Following preliminary research for a major aircraft manufacturer, Hayes McKenzie carried out further and more definitive research in association with the Institute of Sound & Vibration Research, at the University of Southampton, on tonal content of aircraft noise. Essentially, the research shows that the characteristic 'buzz saw' noise, exhibited by some modern jet aircraft on take-off, is not picked up as 'tonal' by the measures which have been used for quantification and certification of aircraft noise since the 1960s. Alternative methods are proposed in the paper as a first step towards correcting this.
There was much discussion among interested parties following the publication of a report for the UK Government which recommended a 'penalty scheme' for regulating AM but little information on how to use it. This paper, presented by Malcolm and others, discusses different factors which require additional consideration when considering a potential penalty to be used in combination with the IoA AM noise working group method for quantifying AM.
The IoA AM Noise Working Group method for quantifying amplitude modulation (AM) in wind turbine noise has allowed analysis of AM from wind turbines to be carried out at various sites over long periods of operations.
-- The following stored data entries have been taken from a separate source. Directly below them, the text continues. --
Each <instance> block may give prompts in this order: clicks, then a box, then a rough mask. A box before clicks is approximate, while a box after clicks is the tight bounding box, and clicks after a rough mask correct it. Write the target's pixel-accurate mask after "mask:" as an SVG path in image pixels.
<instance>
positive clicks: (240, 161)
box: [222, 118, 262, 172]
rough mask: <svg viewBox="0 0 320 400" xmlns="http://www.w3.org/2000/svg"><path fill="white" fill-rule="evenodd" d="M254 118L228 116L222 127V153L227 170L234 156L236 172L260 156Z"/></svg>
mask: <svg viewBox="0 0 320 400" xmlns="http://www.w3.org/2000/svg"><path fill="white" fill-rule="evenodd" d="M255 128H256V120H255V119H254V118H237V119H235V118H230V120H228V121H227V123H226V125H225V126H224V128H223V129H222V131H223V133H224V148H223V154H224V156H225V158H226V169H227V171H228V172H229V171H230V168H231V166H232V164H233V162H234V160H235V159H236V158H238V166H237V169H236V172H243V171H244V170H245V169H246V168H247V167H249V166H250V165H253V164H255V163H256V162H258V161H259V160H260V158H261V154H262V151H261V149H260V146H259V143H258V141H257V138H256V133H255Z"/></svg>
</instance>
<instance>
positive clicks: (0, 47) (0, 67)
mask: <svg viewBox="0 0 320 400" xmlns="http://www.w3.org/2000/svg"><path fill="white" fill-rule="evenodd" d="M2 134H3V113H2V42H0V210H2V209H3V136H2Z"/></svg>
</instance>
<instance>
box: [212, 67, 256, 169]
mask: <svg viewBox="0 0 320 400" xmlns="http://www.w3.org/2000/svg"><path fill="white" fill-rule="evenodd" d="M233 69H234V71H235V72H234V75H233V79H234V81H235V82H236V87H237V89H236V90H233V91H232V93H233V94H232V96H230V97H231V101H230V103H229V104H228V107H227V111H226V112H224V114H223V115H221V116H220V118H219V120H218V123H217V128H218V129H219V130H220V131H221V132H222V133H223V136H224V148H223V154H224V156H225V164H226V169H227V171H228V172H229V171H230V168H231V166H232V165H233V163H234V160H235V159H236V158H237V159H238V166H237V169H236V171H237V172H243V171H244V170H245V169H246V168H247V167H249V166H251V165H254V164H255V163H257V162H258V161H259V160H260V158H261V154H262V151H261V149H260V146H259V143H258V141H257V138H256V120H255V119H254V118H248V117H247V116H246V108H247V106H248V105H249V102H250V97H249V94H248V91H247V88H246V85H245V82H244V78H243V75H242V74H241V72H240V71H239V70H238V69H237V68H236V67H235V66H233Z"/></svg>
Most of these sites are existing wind farms without AM planning controls and, therefore, although an agreed assessment method is available, the data can be presented in different ways. This paper presents analysis of data from different sites by Malcolm, Tom and others and the observations which resulted from this analysis.
The UK Institute of Acoustics November/December 2017 Monthly Bulletin contains this article, contributed to by Andy McKenzie et al, presenting proposed wording for a planning condition on noise for wind farms, or individual wind turbines, which takes account of amplitude modulation within the noise charecter.